Changes to treatment of certain farm property
The new law shortens the recovery period for machinery and equipment used in a farming business from seven to five years. This excludes grain bins, cotton ginning assets, fences or other land improvements. The original use of the property must occur after Dec. 31, 2017. This recovery period is effective for property placed in service after Dec. 31, 2017.
Also, property used in a farming business and placed in service after Dec. 31, 2017, is not required to use the 150 percent declining balance method. However, if the property is 15-year or 20-year property, the taxpayer should continue to use the 150 percent declining balance method.
Applicable recovery period for real property
The new law keeps the general recovery periods of 39 years for nonresidential real property and 27.5 years for residential rental property. But, the new law changes the alternative depreciation system recovery period for residential rental property from 40 years to 30 years. Qualified leasehold improvement property, qualified restaurant property and qualified retail improvement property are no longer separately defined and given a special 15-year recovery period under the new law.
These changes affect property placed in service after Dec. 31, 2017.

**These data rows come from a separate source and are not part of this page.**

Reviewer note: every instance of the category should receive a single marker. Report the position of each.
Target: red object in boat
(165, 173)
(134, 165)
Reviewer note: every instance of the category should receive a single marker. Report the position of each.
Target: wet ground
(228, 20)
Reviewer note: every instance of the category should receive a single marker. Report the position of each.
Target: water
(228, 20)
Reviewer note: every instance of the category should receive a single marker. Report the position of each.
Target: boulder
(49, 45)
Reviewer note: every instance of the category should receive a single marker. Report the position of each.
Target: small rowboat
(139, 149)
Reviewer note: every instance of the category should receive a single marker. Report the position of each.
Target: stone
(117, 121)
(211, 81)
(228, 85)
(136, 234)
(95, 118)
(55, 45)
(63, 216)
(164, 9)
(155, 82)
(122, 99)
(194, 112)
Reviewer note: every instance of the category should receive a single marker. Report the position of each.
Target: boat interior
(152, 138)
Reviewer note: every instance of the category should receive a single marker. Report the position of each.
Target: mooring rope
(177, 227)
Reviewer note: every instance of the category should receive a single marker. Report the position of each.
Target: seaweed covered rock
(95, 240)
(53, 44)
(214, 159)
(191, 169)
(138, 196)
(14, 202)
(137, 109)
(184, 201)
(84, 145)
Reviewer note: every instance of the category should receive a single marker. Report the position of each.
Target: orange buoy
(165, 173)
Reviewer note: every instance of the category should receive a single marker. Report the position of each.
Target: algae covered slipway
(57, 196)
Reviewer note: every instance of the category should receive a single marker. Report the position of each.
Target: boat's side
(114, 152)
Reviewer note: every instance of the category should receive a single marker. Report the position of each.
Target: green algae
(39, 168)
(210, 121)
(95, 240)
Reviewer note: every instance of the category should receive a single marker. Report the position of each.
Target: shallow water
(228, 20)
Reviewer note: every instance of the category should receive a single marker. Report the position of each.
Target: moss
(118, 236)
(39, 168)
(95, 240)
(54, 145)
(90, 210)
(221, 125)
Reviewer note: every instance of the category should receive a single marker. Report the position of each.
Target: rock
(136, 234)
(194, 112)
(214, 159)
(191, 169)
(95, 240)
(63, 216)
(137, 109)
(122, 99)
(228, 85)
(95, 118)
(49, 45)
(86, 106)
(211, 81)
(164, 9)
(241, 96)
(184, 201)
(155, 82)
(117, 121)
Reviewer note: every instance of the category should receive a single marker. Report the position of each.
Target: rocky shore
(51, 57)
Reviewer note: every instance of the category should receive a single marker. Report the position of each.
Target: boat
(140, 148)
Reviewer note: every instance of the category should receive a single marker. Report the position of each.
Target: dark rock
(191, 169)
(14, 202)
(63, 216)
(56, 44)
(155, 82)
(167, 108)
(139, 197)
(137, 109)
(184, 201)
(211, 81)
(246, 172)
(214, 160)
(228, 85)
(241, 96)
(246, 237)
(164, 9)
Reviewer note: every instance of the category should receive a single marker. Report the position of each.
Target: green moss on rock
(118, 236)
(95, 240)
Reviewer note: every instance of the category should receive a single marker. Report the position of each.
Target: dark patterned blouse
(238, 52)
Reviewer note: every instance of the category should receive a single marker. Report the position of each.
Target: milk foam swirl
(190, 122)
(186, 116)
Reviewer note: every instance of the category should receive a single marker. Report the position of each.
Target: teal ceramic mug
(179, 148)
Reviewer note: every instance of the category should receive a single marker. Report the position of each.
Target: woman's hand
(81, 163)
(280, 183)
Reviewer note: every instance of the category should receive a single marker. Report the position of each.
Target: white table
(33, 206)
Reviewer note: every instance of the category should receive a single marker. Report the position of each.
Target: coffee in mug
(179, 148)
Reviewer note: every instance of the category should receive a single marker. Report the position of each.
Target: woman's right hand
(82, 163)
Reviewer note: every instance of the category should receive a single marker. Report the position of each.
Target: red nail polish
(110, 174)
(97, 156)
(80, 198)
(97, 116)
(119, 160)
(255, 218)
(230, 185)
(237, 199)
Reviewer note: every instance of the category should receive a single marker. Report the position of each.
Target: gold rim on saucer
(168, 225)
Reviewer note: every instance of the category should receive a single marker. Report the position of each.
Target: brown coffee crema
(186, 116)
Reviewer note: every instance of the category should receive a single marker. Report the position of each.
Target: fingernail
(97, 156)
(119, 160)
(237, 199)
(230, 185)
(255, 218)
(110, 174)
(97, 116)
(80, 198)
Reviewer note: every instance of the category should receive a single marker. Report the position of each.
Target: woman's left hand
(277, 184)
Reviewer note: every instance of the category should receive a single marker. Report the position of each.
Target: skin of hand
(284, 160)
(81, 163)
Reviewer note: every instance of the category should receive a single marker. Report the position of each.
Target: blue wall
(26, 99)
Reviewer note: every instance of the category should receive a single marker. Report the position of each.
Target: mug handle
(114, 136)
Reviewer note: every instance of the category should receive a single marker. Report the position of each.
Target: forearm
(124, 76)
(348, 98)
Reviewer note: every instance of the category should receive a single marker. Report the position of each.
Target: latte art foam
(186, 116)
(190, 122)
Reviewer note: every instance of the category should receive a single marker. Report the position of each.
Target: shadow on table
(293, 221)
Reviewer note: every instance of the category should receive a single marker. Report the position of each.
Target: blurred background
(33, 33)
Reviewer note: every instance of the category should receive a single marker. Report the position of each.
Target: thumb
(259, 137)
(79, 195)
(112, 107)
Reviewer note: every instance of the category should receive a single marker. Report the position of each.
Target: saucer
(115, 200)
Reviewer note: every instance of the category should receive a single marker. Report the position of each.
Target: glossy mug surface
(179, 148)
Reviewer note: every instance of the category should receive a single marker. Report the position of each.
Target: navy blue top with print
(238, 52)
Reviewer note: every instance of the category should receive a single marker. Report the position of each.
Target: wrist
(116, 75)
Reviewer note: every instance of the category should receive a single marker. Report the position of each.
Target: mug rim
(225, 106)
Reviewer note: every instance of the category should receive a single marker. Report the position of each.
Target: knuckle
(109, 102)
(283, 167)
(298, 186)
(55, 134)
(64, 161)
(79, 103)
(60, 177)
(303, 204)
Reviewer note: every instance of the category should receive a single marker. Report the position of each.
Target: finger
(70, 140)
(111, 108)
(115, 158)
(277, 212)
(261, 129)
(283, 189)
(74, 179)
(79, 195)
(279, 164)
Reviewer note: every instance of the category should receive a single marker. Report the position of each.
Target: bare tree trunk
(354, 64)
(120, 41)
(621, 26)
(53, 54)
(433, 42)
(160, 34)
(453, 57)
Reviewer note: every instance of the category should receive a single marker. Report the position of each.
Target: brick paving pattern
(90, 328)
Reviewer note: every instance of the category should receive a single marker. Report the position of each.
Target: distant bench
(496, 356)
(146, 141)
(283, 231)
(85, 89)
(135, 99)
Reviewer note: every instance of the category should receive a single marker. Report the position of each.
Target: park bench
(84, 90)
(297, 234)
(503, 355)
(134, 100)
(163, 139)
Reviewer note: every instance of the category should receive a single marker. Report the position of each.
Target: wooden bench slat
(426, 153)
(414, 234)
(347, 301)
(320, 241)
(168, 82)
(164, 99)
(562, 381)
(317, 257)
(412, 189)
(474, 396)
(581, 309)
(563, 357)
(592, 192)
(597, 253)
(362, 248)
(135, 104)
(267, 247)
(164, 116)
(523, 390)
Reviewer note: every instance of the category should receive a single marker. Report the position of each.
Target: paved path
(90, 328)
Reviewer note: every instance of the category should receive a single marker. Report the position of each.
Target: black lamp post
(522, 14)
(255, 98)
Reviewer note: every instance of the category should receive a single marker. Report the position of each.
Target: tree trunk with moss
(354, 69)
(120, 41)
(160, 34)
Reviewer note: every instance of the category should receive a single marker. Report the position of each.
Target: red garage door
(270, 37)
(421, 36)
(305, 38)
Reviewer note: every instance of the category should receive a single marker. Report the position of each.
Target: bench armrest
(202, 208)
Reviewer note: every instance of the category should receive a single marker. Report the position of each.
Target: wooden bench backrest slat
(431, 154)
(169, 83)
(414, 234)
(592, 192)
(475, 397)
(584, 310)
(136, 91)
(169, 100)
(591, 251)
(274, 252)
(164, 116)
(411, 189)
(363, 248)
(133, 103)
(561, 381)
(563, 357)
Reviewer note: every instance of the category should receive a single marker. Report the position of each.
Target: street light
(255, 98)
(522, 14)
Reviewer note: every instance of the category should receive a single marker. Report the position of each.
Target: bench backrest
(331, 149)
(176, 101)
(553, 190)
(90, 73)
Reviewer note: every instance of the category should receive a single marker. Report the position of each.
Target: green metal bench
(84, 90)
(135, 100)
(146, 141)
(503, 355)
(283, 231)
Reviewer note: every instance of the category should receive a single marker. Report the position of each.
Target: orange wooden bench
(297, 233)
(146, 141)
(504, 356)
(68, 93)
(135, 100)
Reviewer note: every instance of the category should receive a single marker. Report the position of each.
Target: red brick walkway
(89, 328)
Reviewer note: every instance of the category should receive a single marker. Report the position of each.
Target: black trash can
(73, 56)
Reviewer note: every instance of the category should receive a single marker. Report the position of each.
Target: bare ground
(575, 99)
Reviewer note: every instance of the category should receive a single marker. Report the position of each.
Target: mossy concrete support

Under the new law, a real property trade or business electing out of the interest deduction limit must use the alternative depreciation system to depreciate any of its nonresidential real property, residential rental property, and qualified improvement property. This change applies to taxable years beginning after Dec. 31, 2017.
Use of alternative depreciation system for farming businesses
Farming businesses that elect out of the interest deduction limit must use the alternative depreciation system to depreciate any property with a recovery period of 10 years or more, such as single purpose agricultural or horticultural structures, trees or vines bearing fruit or nuts, farm buildings and certain land improvements. This provision applies to taxable years beginning after Dec. 31, 2017.